In [1]:
!pip install fastnlp
!python -m spacy download en

In [2]:
from fastNLP.io import ChnSentiCorpLoader
loader = ChnSentiCorpLoader()
data_dir = loader.download()  
data_bundle = loader.load(data_dir)


In [3]:
print(data_bundle)

In [4]:
print(data_bundle.get_dataset('train')[:2])

In [5]:
from fastNLP.io import ChnSentiCorpPipe
pipe = ChnSentiCorpPipe()
data_bundle = pipe.process(data_bundle)  # 所有的Pipe都实现了process()方法，且输入输出都为DataBundle类型

print(data_bundle)  # 打印data_bundle，查看其变化

In [6]:
char_vocab = data_bundle.get_vocab('chars')
print(char_vocab)

In [7]:
index = char_vocab.to_index('选')
print("'选'的index是{}".format(index))  # 这个值与上面打印出来的第一个instance的chars的第一个index是一致的
print("index:{}对应的汉字是{}".format(index, char_vocab.to_word(index)))

In [8]:
from fastNLP.embeddings import StaticEmbedding
word2vec_embed = StaticEmbedding(char_vocab, model_dir_or_name='cn-char-fastnlp-100d')

In [9]:
from torch import nn
from fastNLP.modules import LSTM
import torch

# 定义模型
class BiLSTMMaxPoolCls(nn.Module):
    def __init__(self, embed, num_classes, hidden_size=400, num_layers=1, dropout=0.3):
        super().__init__()
        self.embed = embed

        self.lstm = LSTM(self.embed.embedding_dim, hidden_size=hidden_size//2, num_layers=num_layers,
                         batch_first=True, bidirectional=True)
        self.dropout_layer = nn.Dropout(dropout)
        self.fc = nn.Linear(hidden_size, num_classes)

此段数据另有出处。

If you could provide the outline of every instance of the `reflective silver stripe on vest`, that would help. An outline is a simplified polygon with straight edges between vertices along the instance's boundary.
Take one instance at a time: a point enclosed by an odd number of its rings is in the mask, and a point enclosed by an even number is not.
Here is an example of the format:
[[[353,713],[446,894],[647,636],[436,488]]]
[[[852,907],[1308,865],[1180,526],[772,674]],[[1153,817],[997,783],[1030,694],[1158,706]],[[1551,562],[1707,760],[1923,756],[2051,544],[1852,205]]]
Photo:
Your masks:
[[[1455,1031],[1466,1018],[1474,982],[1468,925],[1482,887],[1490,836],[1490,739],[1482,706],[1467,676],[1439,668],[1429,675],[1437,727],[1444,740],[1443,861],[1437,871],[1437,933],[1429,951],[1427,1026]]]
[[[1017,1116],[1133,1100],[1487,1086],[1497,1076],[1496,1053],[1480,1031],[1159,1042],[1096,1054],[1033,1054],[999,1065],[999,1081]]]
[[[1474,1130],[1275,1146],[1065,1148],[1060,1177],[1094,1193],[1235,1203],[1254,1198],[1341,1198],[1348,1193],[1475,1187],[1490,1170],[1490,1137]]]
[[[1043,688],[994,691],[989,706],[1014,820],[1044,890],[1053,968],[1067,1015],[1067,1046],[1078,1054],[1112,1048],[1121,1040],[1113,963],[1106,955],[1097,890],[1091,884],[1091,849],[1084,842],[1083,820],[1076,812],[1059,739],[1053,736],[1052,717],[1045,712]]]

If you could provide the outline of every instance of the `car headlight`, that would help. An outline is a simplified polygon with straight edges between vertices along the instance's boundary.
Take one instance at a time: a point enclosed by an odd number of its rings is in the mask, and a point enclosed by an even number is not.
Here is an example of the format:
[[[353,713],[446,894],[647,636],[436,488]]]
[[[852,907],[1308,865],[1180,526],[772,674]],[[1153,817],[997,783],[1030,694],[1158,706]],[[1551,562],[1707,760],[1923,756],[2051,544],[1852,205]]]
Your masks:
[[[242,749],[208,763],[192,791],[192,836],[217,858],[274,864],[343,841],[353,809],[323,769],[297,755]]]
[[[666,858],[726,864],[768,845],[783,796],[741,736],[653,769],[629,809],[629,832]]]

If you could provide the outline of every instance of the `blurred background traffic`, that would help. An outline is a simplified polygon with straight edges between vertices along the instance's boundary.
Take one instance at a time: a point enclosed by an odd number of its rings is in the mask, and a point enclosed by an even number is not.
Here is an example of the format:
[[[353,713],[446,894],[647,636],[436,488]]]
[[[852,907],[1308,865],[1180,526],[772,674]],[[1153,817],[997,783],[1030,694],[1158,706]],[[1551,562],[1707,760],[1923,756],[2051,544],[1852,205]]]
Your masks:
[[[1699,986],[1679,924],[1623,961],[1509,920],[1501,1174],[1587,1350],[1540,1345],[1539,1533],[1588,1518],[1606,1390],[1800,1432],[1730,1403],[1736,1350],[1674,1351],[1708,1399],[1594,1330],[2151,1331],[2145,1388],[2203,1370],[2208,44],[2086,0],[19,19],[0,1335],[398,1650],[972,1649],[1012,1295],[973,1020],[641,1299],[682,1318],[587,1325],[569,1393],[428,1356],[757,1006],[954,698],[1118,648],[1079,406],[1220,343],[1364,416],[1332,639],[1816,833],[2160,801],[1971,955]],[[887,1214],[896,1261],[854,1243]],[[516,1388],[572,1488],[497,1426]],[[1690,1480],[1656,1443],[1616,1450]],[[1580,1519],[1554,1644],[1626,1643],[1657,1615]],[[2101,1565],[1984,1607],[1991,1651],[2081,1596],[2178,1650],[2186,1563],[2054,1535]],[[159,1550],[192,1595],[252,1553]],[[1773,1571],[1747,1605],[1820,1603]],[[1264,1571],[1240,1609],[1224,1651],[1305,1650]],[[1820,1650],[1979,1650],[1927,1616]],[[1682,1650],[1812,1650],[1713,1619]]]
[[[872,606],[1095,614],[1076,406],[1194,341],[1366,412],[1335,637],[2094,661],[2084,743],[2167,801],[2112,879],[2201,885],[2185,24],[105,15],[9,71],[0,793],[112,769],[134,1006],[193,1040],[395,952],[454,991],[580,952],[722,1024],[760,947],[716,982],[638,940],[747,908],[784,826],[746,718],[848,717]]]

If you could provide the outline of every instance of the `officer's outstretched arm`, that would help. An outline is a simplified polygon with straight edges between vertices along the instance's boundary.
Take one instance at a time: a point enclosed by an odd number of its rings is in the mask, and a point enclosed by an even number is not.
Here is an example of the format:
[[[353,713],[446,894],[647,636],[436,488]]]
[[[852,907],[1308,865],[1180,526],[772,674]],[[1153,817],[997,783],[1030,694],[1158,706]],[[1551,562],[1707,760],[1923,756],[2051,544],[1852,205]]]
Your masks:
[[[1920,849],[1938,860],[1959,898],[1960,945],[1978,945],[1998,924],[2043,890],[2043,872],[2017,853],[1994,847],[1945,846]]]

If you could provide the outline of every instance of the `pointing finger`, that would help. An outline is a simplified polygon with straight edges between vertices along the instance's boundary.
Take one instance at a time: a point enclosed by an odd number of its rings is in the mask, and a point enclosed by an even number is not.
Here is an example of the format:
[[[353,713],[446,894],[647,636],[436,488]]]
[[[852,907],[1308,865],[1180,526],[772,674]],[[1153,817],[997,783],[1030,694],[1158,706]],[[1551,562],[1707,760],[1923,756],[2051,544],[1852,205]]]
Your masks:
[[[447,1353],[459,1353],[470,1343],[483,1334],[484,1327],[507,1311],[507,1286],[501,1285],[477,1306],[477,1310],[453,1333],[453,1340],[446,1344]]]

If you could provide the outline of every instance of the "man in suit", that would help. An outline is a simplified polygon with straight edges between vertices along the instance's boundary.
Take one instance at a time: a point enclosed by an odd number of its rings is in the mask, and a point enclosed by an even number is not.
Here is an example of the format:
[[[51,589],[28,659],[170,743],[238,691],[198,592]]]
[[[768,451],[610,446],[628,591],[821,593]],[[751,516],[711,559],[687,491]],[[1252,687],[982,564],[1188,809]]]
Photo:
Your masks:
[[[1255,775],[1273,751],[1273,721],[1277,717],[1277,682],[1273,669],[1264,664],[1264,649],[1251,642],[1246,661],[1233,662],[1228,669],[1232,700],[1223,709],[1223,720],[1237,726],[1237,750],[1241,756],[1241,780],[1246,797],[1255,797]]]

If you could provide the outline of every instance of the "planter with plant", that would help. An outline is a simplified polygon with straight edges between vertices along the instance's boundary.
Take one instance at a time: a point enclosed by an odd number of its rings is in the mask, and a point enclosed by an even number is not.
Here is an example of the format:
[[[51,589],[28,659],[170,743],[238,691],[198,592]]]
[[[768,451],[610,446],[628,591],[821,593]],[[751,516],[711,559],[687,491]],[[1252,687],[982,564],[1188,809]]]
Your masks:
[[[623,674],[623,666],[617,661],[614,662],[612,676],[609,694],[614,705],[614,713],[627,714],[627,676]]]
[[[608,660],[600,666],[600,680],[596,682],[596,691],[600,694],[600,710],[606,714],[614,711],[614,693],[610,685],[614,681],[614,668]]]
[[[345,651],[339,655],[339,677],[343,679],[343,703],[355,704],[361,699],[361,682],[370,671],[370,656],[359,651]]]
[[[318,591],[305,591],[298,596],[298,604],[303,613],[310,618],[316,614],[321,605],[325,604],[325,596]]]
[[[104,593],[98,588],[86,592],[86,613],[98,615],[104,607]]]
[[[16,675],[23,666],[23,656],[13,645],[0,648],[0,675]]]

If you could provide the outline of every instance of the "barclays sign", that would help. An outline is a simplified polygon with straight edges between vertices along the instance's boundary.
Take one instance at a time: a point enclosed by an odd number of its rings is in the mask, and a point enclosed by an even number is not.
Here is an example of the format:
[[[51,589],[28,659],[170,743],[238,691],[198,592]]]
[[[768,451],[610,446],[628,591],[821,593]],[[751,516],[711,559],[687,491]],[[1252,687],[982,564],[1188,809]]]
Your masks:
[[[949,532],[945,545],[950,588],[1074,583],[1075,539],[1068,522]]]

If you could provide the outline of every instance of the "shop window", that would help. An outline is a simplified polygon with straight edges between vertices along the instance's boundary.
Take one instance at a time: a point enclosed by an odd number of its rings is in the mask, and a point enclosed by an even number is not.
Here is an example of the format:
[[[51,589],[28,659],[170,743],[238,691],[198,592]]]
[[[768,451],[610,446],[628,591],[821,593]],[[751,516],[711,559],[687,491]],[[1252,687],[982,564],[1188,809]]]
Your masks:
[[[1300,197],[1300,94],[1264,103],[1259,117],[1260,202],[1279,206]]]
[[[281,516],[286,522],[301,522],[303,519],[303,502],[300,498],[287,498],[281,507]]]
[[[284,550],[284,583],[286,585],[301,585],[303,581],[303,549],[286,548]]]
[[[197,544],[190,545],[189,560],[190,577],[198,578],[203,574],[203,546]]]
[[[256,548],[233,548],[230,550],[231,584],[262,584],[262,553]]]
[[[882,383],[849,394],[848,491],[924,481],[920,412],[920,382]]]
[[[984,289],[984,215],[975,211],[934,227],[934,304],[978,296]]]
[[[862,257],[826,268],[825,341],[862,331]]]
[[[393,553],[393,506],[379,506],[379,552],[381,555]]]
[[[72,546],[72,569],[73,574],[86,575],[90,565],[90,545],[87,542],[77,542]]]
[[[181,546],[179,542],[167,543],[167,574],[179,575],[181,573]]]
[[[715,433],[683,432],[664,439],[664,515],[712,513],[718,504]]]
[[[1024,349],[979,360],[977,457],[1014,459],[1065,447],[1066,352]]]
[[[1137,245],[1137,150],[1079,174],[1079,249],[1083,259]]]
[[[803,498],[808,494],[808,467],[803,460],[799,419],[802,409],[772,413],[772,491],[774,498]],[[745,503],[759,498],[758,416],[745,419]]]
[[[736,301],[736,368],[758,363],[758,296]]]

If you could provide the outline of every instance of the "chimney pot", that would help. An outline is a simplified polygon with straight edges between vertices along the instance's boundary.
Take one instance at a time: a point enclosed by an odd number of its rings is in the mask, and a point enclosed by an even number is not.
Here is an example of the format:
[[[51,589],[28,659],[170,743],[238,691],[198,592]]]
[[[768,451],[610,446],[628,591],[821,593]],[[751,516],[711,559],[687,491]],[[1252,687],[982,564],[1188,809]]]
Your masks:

    def forward(self, chars, seq_len):  # 这里的名称必须和DataSet中相应的field对应，比如之前我们DataSet中有chars，这里就必须为chars
        # chars:[batch_size, max_len]
        # seq_len: [batch_size, ]
        chars = self.embed(chars)
        outputs, _ = self.lstm(chars, seq_len)
        outputs = self.dropout_layer(outputs)
        outputs, _ = torch.max(outputs, dim=1)
        outputs = self.fc(outputs)

        return {'pred':outputs}  # [batch_size,], 返回值必须是dict类型，且预测值的key建议设为pred

# 初始化模型
model = BiLSTMMaxPoolCls(word2vec_embed, len(data_bundle.get_vocab('target')))

In [13]:
from fastNLP import Trainer
from fastNLP import CrossEntropyLoss
from torch.optim import Adam
from fastNLP import AccuracyMetric

loss = CrossEntropyLoss()
optimizer = Adam(model.parameters(), lr=0.001)
metric = AccuracyMetric()
device = 0 if torch.cuda.is_available() else 'cpu'  # 如果有gpu的话在gpu上运行，训练速度会更快

trainer = Trainer(train_data=data_bundle.get_dataset('train'), model=model, loss=loss,
                  optimizer=optimizer, batch_size=32, dev_data=data_bundle.get_dataset('dev'),
                  metrics=metric, device=device,n_epochs=20)
trainer.train()  # 开始训练，训练完成之后默认会加载在dev上表现最好的模型

# 在测试集上测试一下模型的性能
from fastNLP import Tester
print("Performance on test is:")
tester = Tester(data=data_bundle.get_dataset('test'), model=model, metrics=metric, batch_size=64, device=device)
tester.test()

In [15]:
# 只需要切换一下Embedding即可
from fastNLP.embeddings import BertEmbedding

# 这里为了演示一下效果，所以默认Bert不更新权重
bert_embed = BertEmbedding(char_vocab, model_dir_or_name='cn', auto_truncate=True, requires_grad=False)
model = BiLSTMMaxPoolCls(bert_embed, len(data_bundle.get_vocab('target')))


import torch
from fastNLP import Trainer
from fastNLP import CrossEntropyLoss
from torch.optim import Adam
from fastNLP import AccuracyMetric

loss = CrossEntropyLoss()
optimizer = Adam(model.parameters(), lr=2e-5)
metric = AccuracyMetric()
device = 0 if torch.cuda.is_available() else 'cpu'  # 如果有gpu的话在gpu上运行，训练速度会更快

trainer = Trainer(train_data=data_bundle.get_dataset('train'), model=model, loss=loss,
                  optimizer=optimizer, batch_size=16, dev_data=data_bundle.get_dataset('test'),
                  metrics=metric, device=device, n_epochs=3)
trainer.train()  # 开始训练，训练完成之后默认会加载在dev上表现最好的模型

# 在测试集上测试一下模型的性能
from fastNLP import Tester
print("Performance on test is:")
tester = Tester(data=data_bundle.get_dataset('test'), model=model, metrics=metric, batch_size=64, device=device)
tester.test()